“On veut des livres, pas des policiers”
Le néo-libéralisme a ouvert un nouveau front en Grèce. Alors que le confinement détériore les conditions d’études et que les universités grecques manquent de moyens financiers et de locaux, le gouvernement d’extrême droite a décidé de faire passer une loi qui accentue la sélection sociale, marchandise les études et cherche à réprimer les mouvements étudiants.
La réforme proposée s’inscrit dans la droite ligne des textes européens sur l’éducation. La sélection sociale d’abord : durcissement des conditions d’entrée et exclusion des étudiant.e.x.s qui dépassent le temps autorisé pour l’obtention d’un diplôme, souvent afin de pouvoir financer leurs études en travaillant en parallèle. Au total, ce sont plus de 25’000 étudiant.e.x.s qui pourraient se voir refuser l’accès ou la continuation de leurs études.

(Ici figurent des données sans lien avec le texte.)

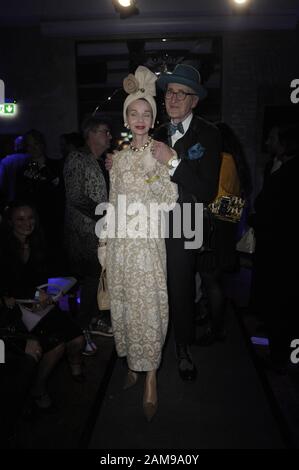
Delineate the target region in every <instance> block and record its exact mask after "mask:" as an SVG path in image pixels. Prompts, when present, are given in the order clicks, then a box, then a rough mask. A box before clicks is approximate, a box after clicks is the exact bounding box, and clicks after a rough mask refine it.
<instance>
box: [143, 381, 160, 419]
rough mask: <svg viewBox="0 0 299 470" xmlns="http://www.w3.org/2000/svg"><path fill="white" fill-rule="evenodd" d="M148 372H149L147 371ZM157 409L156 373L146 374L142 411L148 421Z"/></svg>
mask: <svg viewBox="0 0 299 470" xmlns="http://www.w3.org/2000/svg"><path fill="white" fill-rule="evenodd" d="M148 374H149V373H148ZM157 410H158V397H157V380H156V375H155V374H154V375H152V376H148V375H147V377H146V379H145V387H144V394H143V412H144V415H145V417H146V419H147V421H148V422H150V421H151V420H152V419H153V417H154V416H155V414H156V413H157Z"/></svg>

La marchandisation ensuite : le texte de loi entérine l’équivalence des diplômes entre les universités publiques et les écoles privées souvent très coûteuses et de mauvaise qualité, auxquelles les exclu.e.x.s du système public n’auraient plus le choix de s’inscrire s’iels souhaitent poursuivre une formation “académique” reconnue. On parle ici d’un énorme cadeau offert au secteur privé. Les conséquences pour les étudiant.e.x.s et la société grecque sont nombreuses : augmentation du décrochage scolaire, augmentation des frais de scolarité, réduction du financement universitaire (lié au nombre d’étudiant.e.x.s), inégalités accrues, potentielle fuite des cerveaux à l’étranger, etc.
Et enfin, la cerise sur le gâteau qui cristallise la colère étudiante, la répression : interdiction des activités contestataires au sein des universités et création d’un corps de police entièrement dédié aux universités et dépendant du ministère de l’Intérieur. Une fois encore, les conséquences s’avéreraient désastreuses car l’indépendance et la qualité des enseignements se verraient sérieusement mises sous pression tandis que les tensions risquent de s’aggraver dans les campus.

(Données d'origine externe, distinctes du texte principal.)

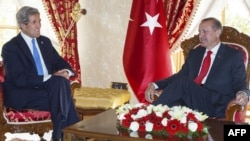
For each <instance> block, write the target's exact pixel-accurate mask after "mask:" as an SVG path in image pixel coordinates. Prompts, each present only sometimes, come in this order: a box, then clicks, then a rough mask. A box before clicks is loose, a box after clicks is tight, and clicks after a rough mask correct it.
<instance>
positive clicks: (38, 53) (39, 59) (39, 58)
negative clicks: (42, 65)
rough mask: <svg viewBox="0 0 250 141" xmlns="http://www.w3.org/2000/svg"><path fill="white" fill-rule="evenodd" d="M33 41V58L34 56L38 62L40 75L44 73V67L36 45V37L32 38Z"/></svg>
mask: <svg viewBox="0 0 250 141" xmlns="http://www.w3.org/2000/svg"><path fill="white" fill-rule="evenodd" d="M31 42H32V47H33V58H34V61H35V63H36V68H37V72H38V75H43V67H42V63H41V58H40V55H39V53H38V50H37V47H36V42H35V39H32V41H31Z"/></svg>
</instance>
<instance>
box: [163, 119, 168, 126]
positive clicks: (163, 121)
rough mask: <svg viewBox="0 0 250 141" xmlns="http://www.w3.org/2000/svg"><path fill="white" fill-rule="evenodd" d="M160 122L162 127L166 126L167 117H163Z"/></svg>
mask: <svg viewBox="0 0 250 141" xmlns="http://www.w3.org/2000/svg"><path fill="white" fill-rule="evenodd" d="M161 124H162V125H163V126H164V127H166V126H167V124H168V119H167V118H163V119H162V120H161Z"/></svg>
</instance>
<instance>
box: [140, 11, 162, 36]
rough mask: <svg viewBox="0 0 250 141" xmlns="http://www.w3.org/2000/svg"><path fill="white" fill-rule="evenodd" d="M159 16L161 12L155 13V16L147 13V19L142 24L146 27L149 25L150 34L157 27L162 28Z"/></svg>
mask: <svg viewBox="0 0 250 141" xmlns="http://www.w3.org/2000/svg"><path fill="white" fill-rule="evenodd" d="M158 17H159V13H158V14H157V15H155V16H154V17H152V16H150V15H149V14H148V13H146V18H147V21H146V22H144V23H143V24H142V25H141V26H145V27H149V31H150V34H151V35H152V33H153V31H154V29H155V27H160V28H162V26H161V24H160V23H158V21H157V20H158Z"/></svg>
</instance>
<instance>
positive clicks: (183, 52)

Mais ces mesures ne sont que la continuation logique d’un projet de société réactionnaire que porte le gouvernement grec depuis son élection en 2019 et qui marque le coup d’envoi d’une dérive sécuritaire inquiétante dans ce pays. Depuis cette date, les forces de l’ordre social ont de nouveau été autorisé.e.x.s à entrer dans les universités et les moyens alloués à la police et à l’armée ont fortement augmenté, aux dépens du budget de la santé, amputé de près de 20% pour 2021 alors même que la deuxième vague de coronavirus fait des ravages…
“Nous ne voulons pas de recteur sous tutelle”
De l’autre côté du détroit du Bosphore, à Istanbul, c’est la nomination à la tête de la prestigieuse Université du Bosphore d’un recteur nommé par décret présidentiel et proche du pouvoir qui a déclenché un mouvement de protestation. Ces nominations sont légion depuis le coup d’Etat manqué de 2016 qui a vu le pouvoir présidentiel fortement renforcer ses prérogatives et tendre toujours plus vers l’autoritarisme.
Depuis le début du mois de janvier, la répression s’est accentuée contre les manifestant.e.x.s et des centaines d’arrestations sont à déplorer. Cette répression toujours plus intensive intervient alors que le mouvement étudiant avait déclaré son soutien à la communauté LGBTQIA+ suite à un discours homophobe et transphobe du président turc Erdogan. Le gouvernement a cherché à diaboliser les étudiant.e.x.s en les déclarant “terroristes” et en leur adressant des insultes homophobes.
“Nous n’allons pas baisser les yeux”
Le point commun entre la Grèce et la Turquie est l’écran de fumée du discours sécuritaire qui cache la vraie raison de ces mesures réactionnaires : la peur. Les universités font peur. Car elles sont plus politisées que la société. Car elles sont critiques des pouvoirs en place. Car elles sont engagées dans les mouvements sociaux. Mais pour ça, elles ont besoin d’indépendance et d’autogestion politique, de moyens financiers suffisants, d’étudiant.e.x.s de tous les horizons, etc. Et ce sont ces moyens d’émancipation de la communauté étudiante qui sont aujourd’hui attaqués en Grèce, en Turquie, et ailleurs. Mais le combat n’est pas gagné d’avance. De Thessalonique à Athènes, d’Istanbul à Izmir, des milliers d’étudiant.e.x.s marchent dans la rue et affrontent les polices des pouvoirs autoritaires. A Ankara, des pancartes proclamaient “Nous n’allons pas baisser les yeux”.